Fewer than half of America’s political appointees can speak the language of the country they’re assigned to. Fewer than a tenth have even been to the country previously. The current batch includes the ambassador to the Dominican Republic, Robin Bernstein. Her qualifications? She was Trump’s insurance agent (and a member of the Mar-a-Lago club). Kelly Craft, our ambassador to the United Nations, has a qualification dear to the president’s heart: she’s a “gold level” member of the Trump hotel system, having stayed at them more than 20 times. Lana Marks, our ambassador to South Africa, is a handbag designer (and Mar-a-Lago member). David Friedman, our man in Israel, is a bankruptcy lawyer, who has represented the president in one of his many collapses. Carla Sands, the U.S. ambassador to Denmark, is a chiropractor—not to mention a former actress on a series called Deathstalker and the Warriors from Hell and on the soap opera The Bold and the Beautiful. Ron Gidwitz, the U.S. ambassador to Belgium, is the co-founder of a private-equity firm that, among other businesses, has owned low-income housing projects in Illinois.
My guess is that the current crop of political appointees is more incompetent than past classes, but that’s simply because of the caliber of the politician who appointed them, and the administration’s almost comically inept vetting process.
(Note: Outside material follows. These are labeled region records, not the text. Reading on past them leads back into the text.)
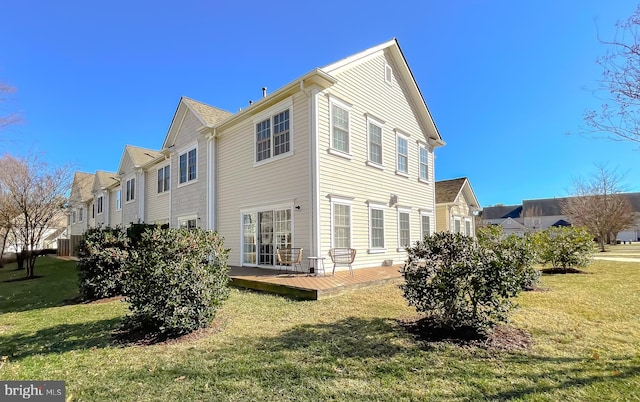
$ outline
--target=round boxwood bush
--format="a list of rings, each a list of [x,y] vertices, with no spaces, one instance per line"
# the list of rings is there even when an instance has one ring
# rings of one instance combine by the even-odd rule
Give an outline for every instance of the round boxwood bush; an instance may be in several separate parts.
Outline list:
[[[507,321],[522,285],[517,252],[449,232],[426,236],[407,252],[401,289],[418,312],[452,330],[486,331]]]
[[[150,229],[126,265],[128,330],[175,337],[206,327],[229,296],[228,250],[216,232]]]
[[[122,294],[128,237],[118,228],[90,228],[78,247],[78,288],[83,300]]]

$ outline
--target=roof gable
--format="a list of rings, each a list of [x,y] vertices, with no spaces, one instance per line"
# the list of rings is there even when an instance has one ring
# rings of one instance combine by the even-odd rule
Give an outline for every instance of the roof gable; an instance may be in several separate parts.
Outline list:
[[[142,168],[144,165],[161,156],[163,156],[162,153],[154,151],[153,149],[126,145],[122,153],[122,158],[120,159],[120,165],[118,166],[118,174],[122,175],[133,169]]]
[[[93,191],[101,191],[120,183],[120,179],[116,173],[98,170],[93,181]]]
[[[387,55],[387,57],[391,58],[395,67],[394,74],[399,74],[403,83],[406,85],[408,97],[416,108],[416,112],[419,116],[419,122],[424,125],[425,132],[428,134],[429,138],[433,140],[431,145],[434,147],[444,145],[445,143],[442,140],[442,136],[433,121],[431,112],[427,107],[424,97],[422,96],[422,92],[420,92],[420,88],[418,87],[415,77],[409,68],[409,64],[407,63],[396,38],[329,64],[321,70],[327,74],[338,74],[345,69],[352,68],[353,66],[366,62],[367,60],[383,53]]]
[[[92,190],[94,178],[95,175],[93,173],[74,173],[73,183],[71,184],[71,193],[69,194],[69,202],[87,202],[93,199]]]
[[[465,197],[470,207],[480,208],[480,204],[471,188],[469,179],[466,177],[436,182],[436,204],[454,203],[460,195]]]
[[[178,107],[171,120],[169,131],[165,137],[162,149],[167,149],[176,142],[176,137],[180,133],[180,128],[187,115],[187,113],[193,114],[202,124],[202,127],[215,127],[216,124],[222,122],[233,114],[226,110],[218,109],[216,107],[207,105],[206,103],[198,102],[194,99],[183,96],[178,102]]]

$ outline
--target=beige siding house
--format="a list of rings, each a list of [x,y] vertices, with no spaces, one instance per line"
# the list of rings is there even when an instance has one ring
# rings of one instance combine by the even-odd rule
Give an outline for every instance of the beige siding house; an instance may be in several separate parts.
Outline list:
[[[119,184],[120,180],[116,173],[105,172],[103,170],[96,171],[92,188],[95,226],[112,226],[111,210],[109,208],[111,192],[109,188]]]
[[[469,179],[436,182],[436,231],[475,236],[475,217],[480,204]]]
[[[144,167],[160,158],[162,154],[146,148],[127,145],[122,153],[118,167],[121,192],[121,222],[123,227],[133,223],[145,222],[145,192]]]
[[[400,264],[436,229],[442,145],[393,39],[237,113],[181,98],[159,152],[125,148],[109,220],[217,230],[230,265],[275,269],[282,247],[327,268],[333,247],[356,249],[354,268]]]
[[[90,225],[95,174],[76,172],[69,195],[69,235],[82,235]]]

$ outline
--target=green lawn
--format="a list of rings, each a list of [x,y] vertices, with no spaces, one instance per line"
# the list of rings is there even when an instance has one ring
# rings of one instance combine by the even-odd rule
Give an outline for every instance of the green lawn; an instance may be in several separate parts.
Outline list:
[[[71,400],[640,400],[638,263],[543,276],[513,315],[534,340],[518,353],[417,342],[393,285],[309,302],[234,289],[205,336],[117,346],[126,305],[65,304],[74,263],[43,258],[42,278],[4,282],[12,267],[0,269],[0,380],[65,380]]]

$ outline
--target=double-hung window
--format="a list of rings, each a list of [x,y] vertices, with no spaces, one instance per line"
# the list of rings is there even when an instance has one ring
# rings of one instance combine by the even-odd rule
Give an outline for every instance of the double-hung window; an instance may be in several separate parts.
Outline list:
[[[420,163],[420,180],[429,181],[429,150],[424,145],[418,147],[418,161]]]
[[[291,153],[291,112],[290,108],[271,113],[268,117],[255,121],[255,161],[265,162]]]
[[[383,204],[369,203],[369,252],[385,252]]]
[[[369,162],[382,166],[382,123],[367,117]]]
[[[158,194],[169,191],[170,167],[164,166],[158,169]]]
[[[178,165],[180,167],[180,184],[195,180],[197,175],[198,149],[192,148],[180,154]]]
[[[406,137],[396,137],[396,172],[407,175],[409,173],[409,141]]]
[[[398,249],[404,250],[411,244],[411,224],[409,211],[398,211]]]
[[[331,198],[332,247],[351,247],[351,199]]]
[[[342,102],[336,100],[331,100],[330,102],[331,149],[343,154],[349,154],[351,147],[349,109],[350,107]]]
[[[431,234],[431,216],[420,214],[420,235],[424,239],[425,236]]]
[[[131,179],[127,180],[127,184],[126,184],[127,188],[126,188],[126,198],[125,201],[129,202],[129,201],[133,201],[136,199],[136,178],[132,177]]]

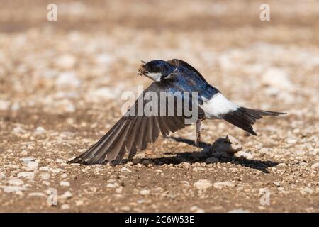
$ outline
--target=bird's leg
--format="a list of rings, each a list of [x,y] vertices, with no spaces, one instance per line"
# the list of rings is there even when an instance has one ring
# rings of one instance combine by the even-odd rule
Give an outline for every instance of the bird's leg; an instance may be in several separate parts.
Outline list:
[[[196,122],[196,141],[195,143],[195,145],[197,147],[199,147],[201,144],[201,120],[197,120]]]

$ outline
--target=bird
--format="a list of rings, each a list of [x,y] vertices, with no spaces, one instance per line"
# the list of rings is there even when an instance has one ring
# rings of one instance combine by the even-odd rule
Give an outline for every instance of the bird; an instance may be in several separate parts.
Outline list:
[[[196,123],[197,145],[201,143],[201,122],[203,120],[224,120],[257,135],[252,128],[257,120],[264,116],[286,114],[246,108],[230,101],[194,67],[181,60],[155,60],[147,63],[142,61],[138,75],[150,78],[152,84],[99,141],[68,163],[116,165],[125,153],[128,153],[128,160],[132,160],[138,151],[146,149],[149,143],[155,142],[160,133],[167,137],[170,133],[190,125],[186,123],[190,116],[186,114],[184,108],[178,105],[179,101],[188,104],[189,109],[195,110],[194,123]],[[187,92],[197,95],[186,96]],[[147,94],[161,97],[162,93],[167,96],[152,99],[153,101],[145,99]],[[178,95],[174,96],[174,94]],[[173,101],[168,101],[171,96],[173,96]],[[141,111],[140,104],[148,106],[148,111],[142,108]],[[170,115],[169,110],[172,110]]]

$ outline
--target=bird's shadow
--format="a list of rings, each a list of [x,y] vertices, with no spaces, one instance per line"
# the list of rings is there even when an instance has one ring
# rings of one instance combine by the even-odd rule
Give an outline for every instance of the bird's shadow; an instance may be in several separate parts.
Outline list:
[[[184,139],[181,138],[177,137],[170,137],[170,138],[179,142],[179,143],[185,143],[188,145],[195,146],[195,142],[191,140]],[[200,148],[205,148],[207,146],[210,146],[211,144],[206,143],[201,143],[199,145]],[[165,153],[165,155],[172,155],[174,156],[172,157],[157,157],[157,158],[144,158],[141,160],[149,160],[151,161],[155,165],[162,165],[164,164],[173,164],[178,165],[181,162],[189,162],[189,163],[203,163],[206,162],[206,160],[207,159],[207,156],[198,155],[198,157],[194,157],[194,153],[200,154],[200,152],[183,152],[179,153]],[[235,165],[240,165],[244,167],[247,167],[252,169],[258,170],[264,173],[269,173],[267,170],[267,168],[276,166],[279,164],[279,162],[272,162],[272,161],[262,161],[262,160],[249,160],[243,157],[237,157],[234,155],[231,155],[229,157],[218,157],[218,162],[226,163],[230,162]]]

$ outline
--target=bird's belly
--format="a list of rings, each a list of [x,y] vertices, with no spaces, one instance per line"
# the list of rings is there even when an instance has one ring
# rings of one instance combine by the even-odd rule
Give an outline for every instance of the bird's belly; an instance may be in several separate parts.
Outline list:
[[[203,104],[199,106],[204,111],[205,119],[220,119],[223,114],[234,111],[240,107],[220,93],[214,94],[211,99],[202,99]]]

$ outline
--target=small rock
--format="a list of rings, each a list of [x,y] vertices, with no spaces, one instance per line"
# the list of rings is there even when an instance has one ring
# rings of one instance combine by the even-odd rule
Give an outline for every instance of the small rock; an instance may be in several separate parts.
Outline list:
[[[35,160],[35,158],[33,157],[22,157],[19,159],[20,161],[23,162],[23,164],[28,165],[30,162]]]
[[[19,186],[7,186],[4,188],[4,192],[6,193],[18,192],[23,190],[26,190],[26,189]]]
[[[142,196],[145,196],[147,194],[150,194],[150,191],[147,190],[147,189],[142,189],[140,191],[140,194],[142,195]]]
[[[310,187],[305,187],[303,189],[300,190],[300,192],[301,192],[302,194],[312,194],[313,192],[313,190]]]
[[[262,75],[262,82],[279,90],[291,91],[293,88],[288,74],[276,67],[269,68]]]
[[[231,135],[221,137],[217,139],[212,145],[213,153],[223,152],[235,153],[242,148],[240,143]]]
[[[20,186],[23,184],[23,181],[20,179],[11,179],[8,181],[8,184],[14,186]]]
[[[45,133],[45,129],[44,129],[43,127],[38,126],[37,127],[37,128],[35,128],[35,133],[36,134],[43,134],[44,133]]]
[[[75,206],[80,206],[84,204],[84,201],[83,200],[77,200],[75,201]]]
[[[235,209],[233,210],[229,211],[228,213],[250,213],[248,210],[244,210],[242,208]]]
[[[191,207],[190,209],[191,212],[194,212],[194,213],[205,213],[204,210],[197,207],[196,206],[193,206]]]
[[[206,163],[216,163],[216,162],[219,162],[219,160],[217,157],[208,157],[205,160],[205,162],[206,162]]]
[[[32,172],[21,172],[18,174],[18,177],[33,178],[34,173]]]
[[[58,87],[69,88],[78,87],[81,84],[81,81],[77,78],[73,72],[61,73],[57,79],[56,84]]]
[[[67,210],[67,209],[69,209],[69,204],[62,204],[62,205],[61,205],[61,209],[62,209],[62,210]]]
[[[316,163],[312,165],[311,169],[315,170],[319,170],[319,162],[316,162]]]
[[[215,182],[213,187],[216,189],[221,189],[224,187],[233,187],[235,184],[231,182]]]
[[[25,130],[20,126],[16,126],[12,130],[12,133],[14,134],[21,134],[25,132]]]
[[[59,196],[60,199],[65,200],[65,199],[69,199],[72,196],[72,194],[71,192],[69,192],[69,191],[65,192],[63,194],[60,195]]]
[[[31,161],[27,164],[28,168],[31,170],[38,170],[39,164],[37,162]]]
[[[55,61],[57,66],[64,70],[72,68],[76,62],[77,59],[70,54],[62,55],[59,56]]]
[[[194,184],[194,187],[198,190],[206,190],[212,186],[213,184],[208,179],[200,179]]]
[[[236,157],[243,157],[246,159],[252,159],[254,158],[254,155],[251,153],[249,153],[247,152],[243,151],[243,150],[240,150],[240,152],[237,153],[235,155]]]
[[[60,186],[62,187],[69,187],[69,182],[60,182]]]
[[[28,196],[46,197],[47,196],[42,192],[31,192],[28,195]]]
[[[125,167],[123,167],[122,168],[121,168],[121,171],[122,172],[133,172],[132,170],[130,170],[130,169]]]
Still, they follow in a long line of nincompoops we’ve had representing American interests abroad. We’ve had an ambassador to Nicaragua who, during its devastating earthquake in 1972, was going to commandeer a military plane to fly his sick cat out of the country. Good news: the cat recovered before the plane took off. Seattle realtor Della Newman, George H. W. Bush’s pick to be ambassador to New Zealand, reportedly confessed she wasn’t sure where the country was located. She got the job anyway. Vincent de Roulet, our ambassador to Jamaica under Nixon, had the unfortunate habit of referring to the country’s citizens as “children” and “idiots.” Cynthia Stroum, an Obama appointee who was named ambassador to Luxembourg, created such a toxic office environment that some seasoned staff members applied for postings to Afghanistan and Iraq, just to get out.
They follow in a long line of nincompoops we’ve had representing American interests abroad.
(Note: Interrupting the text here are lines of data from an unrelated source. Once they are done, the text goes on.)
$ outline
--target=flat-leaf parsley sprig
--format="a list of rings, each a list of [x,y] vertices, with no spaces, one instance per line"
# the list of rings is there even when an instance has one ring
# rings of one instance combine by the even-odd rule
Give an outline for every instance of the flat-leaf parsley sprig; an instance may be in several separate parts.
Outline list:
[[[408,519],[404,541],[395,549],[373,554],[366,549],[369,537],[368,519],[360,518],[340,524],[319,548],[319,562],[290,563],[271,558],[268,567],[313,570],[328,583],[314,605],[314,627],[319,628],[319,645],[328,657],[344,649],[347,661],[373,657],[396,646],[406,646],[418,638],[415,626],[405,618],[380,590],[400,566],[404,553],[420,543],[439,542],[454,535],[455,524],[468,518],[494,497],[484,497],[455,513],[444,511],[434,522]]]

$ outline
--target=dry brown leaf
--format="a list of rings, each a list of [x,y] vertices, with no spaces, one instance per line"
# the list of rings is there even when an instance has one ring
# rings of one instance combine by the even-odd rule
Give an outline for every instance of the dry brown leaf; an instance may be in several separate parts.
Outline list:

Back to our esteemed ambassador to the European Union. Even before he became one of the “Three Amigos”—alongside Energy Secretary Rick Perry and Kurt Volker, the special representative for the negotiations with Ukraine—Gordon Sondland had distinguished himself. He brought a certain, how should we say, casualness to his position. Sondland was a backslapping, first-name-basis sort of diplomat who frequently offered Oval Office meetings as something he could arrange and would give out the cell-phone numbers of American-government officials to foreign interests who wanted to connect with someone in the capital.
Even if he hadn’t blundered into the Ukraine mess by doing the president’s nefarious bidding, Sondland would have been a standout for his plans for the ambassadorial residence. This wasn’t on the level of applying a lick of paint here and replacing a worn carpet there. This was a renovation that would make even his Über-master in Washington proud. Among the costs: almost $100,000 for a pergola, $13,000 for a Jacuzzi heater, $200,000 for a new kitchen, and $130,000 in bathroom renovations. That doesn’t include the $100,000 the State Department had to pay for hotel lodging for the Sondlands while the renovations were being done. (Weren’t donor-class ambassadors chosen in large part because they could pay for this sort of feckless decorating themselves?) That is all a sideline, however. For his gutless intrusions into the Ukraine affair, the man will always be thought of as a diplomatic disaster.
Ex-ambassador Gordon Sondland. That has a nice ring to it.